Is this really what accountability for Trump looks like? The politics of the last few dreadful years strongly suggest otherwise. Sure, there will be hearings—in a New York City courtroom, in impressively gilded congressional committee chambers. But Trump and his conspirators are experts by now at the art of the dodge. The playbook is achingly familiar: they will discredit the investigators, discredit the media, disavow the facts, invent alternative realities. There will be enemies and distractions and confusing subplots to make us forget about the damning basic facts. Both Democrats and Republicans will come away with an issue to take to their base in next year’s midterm elections. Maybe Weisselberg will end up in jail; maybe he won’t.
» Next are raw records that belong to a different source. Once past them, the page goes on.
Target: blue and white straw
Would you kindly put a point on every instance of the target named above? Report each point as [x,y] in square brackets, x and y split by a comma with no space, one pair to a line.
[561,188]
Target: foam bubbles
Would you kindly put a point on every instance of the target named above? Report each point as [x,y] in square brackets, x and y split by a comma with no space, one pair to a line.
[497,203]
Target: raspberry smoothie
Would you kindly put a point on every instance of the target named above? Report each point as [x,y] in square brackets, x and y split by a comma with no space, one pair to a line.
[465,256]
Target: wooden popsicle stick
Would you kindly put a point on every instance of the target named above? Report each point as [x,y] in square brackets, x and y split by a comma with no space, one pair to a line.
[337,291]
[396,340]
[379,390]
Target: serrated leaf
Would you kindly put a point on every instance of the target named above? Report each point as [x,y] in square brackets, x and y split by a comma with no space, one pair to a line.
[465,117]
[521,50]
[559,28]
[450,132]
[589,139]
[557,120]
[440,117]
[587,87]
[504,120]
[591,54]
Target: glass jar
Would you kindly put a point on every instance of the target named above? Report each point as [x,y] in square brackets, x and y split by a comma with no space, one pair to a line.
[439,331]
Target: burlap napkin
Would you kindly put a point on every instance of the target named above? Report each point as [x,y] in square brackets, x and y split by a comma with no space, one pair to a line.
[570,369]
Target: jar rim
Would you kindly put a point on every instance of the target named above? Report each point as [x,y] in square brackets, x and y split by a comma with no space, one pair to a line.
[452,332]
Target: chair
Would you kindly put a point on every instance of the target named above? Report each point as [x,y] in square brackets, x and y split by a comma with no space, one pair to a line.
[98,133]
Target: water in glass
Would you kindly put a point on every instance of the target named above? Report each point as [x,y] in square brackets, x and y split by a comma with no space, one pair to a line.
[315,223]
Until and unless prosecutors decide to charge Trump, too, he will remain free to travel the country, selling personal and political grievance as his message. The day before his company was taken to court, Trump appeared in Texas, spinning lies about his unbuilt border wall and his unwon Presidential campaign. This weekend, he is supposed to appear at a rally in Florida, notwithstanding the state of mourning for the loss of life in Surfside and pleas from the state’s very pro-Trump governor to cancel. Millions will continue to cheer him on as he fantasizes about being “reinstated” to the Presidency. But one certitude at an uncertain moment is that that, at least, will not happen. Elections still have consequences in this country, and this is the accountability that no amount of Trump’s lies has been able to obscure. The simple truth is that Trump lost in 2020, and neither he, nor anyone, can undo it. Joe Biden lives at the White House now. That may not be a punishment fit for all of Donald Trump’s wrongdoing, but a punishment it surely is.